憲法違反、破防法乱用―法発動の要件そろわず

空野佳弘・弁護士


 今回の公安調査庁(公調)の原票入手は、明らかな憲法違反、破壊活動防止法(破防法)の乱用にあたる。外登原票は個人情報だが、憲法は第13条でプライバシー保護の権利を保障している。条文には国民とあるが、外国人にも日本国民と同様にプライバシー保護の権利が保障されることは、1969年の最高裁判決をはじめ数々の判例を通じて確立されている。この権利を国家権力が制約できるのは、それを必要ならしめるほどの重要な公共の利益がある場合に限る。

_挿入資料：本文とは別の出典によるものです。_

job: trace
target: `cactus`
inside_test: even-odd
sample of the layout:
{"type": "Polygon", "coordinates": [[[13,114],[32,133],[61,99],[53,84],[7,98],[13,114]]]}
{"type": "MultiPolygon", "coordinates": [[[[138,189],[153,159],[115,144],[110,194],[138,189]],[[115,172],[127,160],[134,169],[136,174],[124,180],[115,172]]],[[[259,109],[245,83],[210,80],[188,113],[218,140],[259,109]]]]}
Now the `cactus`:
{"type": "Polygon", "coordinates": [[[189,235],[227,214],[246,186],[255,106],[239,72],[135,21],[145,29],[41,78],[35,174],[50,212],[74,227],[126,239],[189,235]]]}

 このたび公調は、破防法27条の「公安調査官の調査権」を発動し、自治体から原票を入手したが、破防法を発動できるのは「団体の活動として暴力主義的破壊活動を行った団体」が存在した場合と、「当該団体が継続または反復して将来さらに団体の活動として暴力主義的破壊活動を行う明らかなおそれがあると認めるに足りる十分な理由があるとき」(第5条)、解散の指定(第7条)がある場合に限る。これらの要件が整った場合、初めて法律を発動できる。

 破防法は、国家が戦前の治安維持法、占領期の団体等規制令を利用して権力を乱用したことによる教訓から、2つの条文を設けてその乱用を禁じている(2、3条)。すなわち、同法を拡大解釈してはならず、憲法が保障する基本的人権、団体の正当な活動を制限するものであってはならない。これだけ厳しい要件がある中で、このたび公調が調査権を発動する十分な理由があったのか。つまり、原票開示の対象となった在日朝鮮人は破壊活動を行ったのか、また、今後もその可能性があるのかが問題になるが、そうではないことは明らかで、当然、破防法の乱用にあたる。

 これはまた、公安調査官の職権乱用にあたる。同法27条は、公安調査官は法が規定する範囲内において必要な調査ができるとしているが、完全にその権限を逸脱している。公安調査官が職権を乱用した場合、3年以下の懲役または禁固(45条)。公安調査庁、行政、入国管理局はその責任を果たさねばならない。